Locarno Festival, du 2 au 12 août.

www.pardo.ch

Jacques Tourneur, cinéaste de la peur

Après la rétrospective de l’an passé, qui avait fait resurgir tout un pan réprouvé du cinéma de l’ex-République fédérale d’Allemagne, Locarno fait de nouveau très fort en proposant une quasi-intégrale de l’œuvre de Jacques Tourneur (1904-1977) qui fera battre à tout rompre le cœur des cinéphiles. Considéré à tort comme un réalisateur de série B, ce cinéaste américain d’origine française a contribué de façon essentielle à l’émergence d’un cinéma réflexif, qui s’interroge sur lui-même, ses fins et moyens, où l’incertitude est reine, jusqu’au vertige…

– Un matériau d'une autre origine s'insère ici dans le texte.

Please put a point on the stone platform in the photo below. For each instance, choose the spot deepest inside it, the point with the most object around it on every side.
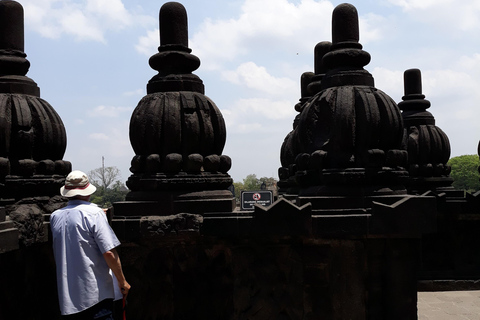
(449, 305)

Ce travail de modernisation, Tourneur l’a mené très discrètement en s’infiltrant dans le cinéma de genre à budget réduit: film noir, de pirates, de guerre, fantastique, western, il a investi tour à tour tous ces canons hollywoodiens réconfortants pour, subrepticement, leur conférer une forme inquiétante, où le héros perd peu à peu son statut rassurant, jusqu’à renoncer à élucider les mystères auxquels le film le confronte, comme l’a expliqué l’essayiste Jacques Lourcelles dans un article très éclairant.

Vous l’aurez compris, le soussigné est un admirateur fervent de l’œuvre de Tourneur. De façon subjective, il vous recommande parmi les trente-trois longs-métrages présentés à Locarno trois titres légendaires. En premier lieu, bien sûr, «Cat People» (1942), un film-clef de l’histoire du cinéma fantastique, où le réalisateur invente tout un art de la suggestion, parvenant à un paroxysme de tension en ne montrant presque rien. A noter que Nastassja Kinski viendra présenter à Locarno le «remake» de ce chef-d’œuvre que réalisa le cinéaste Paul Schrader en 1982. Autre joyau de la période où Tourneur travailla pour la société RKO, «The Leopard Man» (1943) tient du cauchemar parfait, qui nous fait littéralement plonger au plus profond de l’abîme qui nous tient lieu d’identité!

Enfin, dans le registre du film noir, «Out Of The Past» (1947), avec Robert Mitchum, Jane Greer et Kirk Douglas, constitue aussi une œuvre fondamentale, mêlant à la perfection tous les ingrédients du genre, dont le poids d’un passé non résolu qui empiète fatalement sur le présent… Bref, un immense cinéaste méconnu à (re) découvrir!

Suisse en demi-teinte

Cette année à Locarno, notre cinéma fait un peu figure de parent pauvre, sur le plan compétitif s’entend. D’ordinaire, le directeur artistique sélectionne en Compétition internationale au moins deux productions helvétiques. Pour l’édition 2017, seul «Goliath» de Dominik Locher, qui narre la dérive d’un futur père de famille addict aux anabolisants, a trouvé grâce aux yeux de Carlo Chatrian. La sélection de «Ta peau si lisse» du cinéaste canadien Denis Côté (primé à plusieurs reprises à Locarno), un documentaire très prometteur sur les adeptes du culturisme coproduit par la Suisse, atténuera toutefois la peine des cinéphiles patriotes!

Le constat vaut aussi pour le concours des Cinéastes du présent où n’a été retenu que «Dene wos guet geit» («Ceux qui vont bien»), premier long-métrage de fiction du réalisateur alémanique Cyril Schäublin, qui raconte les arnaques d’une jeune employée d’un centre d’appels zurichois. Heureusement, La Semaine de la critique, elle aussi compétitive, rétablit l’équilibre en proposant deux documentaires suisses: «Das Kongo Tribunal» de Milo Rau, vrai-faux procès du pillage meurtrier dont est toujours victime le Congo, et «Favela Olímpica» du réalisateur chaux-de-fonnier Samuel Chalard, sur lequel nous reviendrons très prochainement.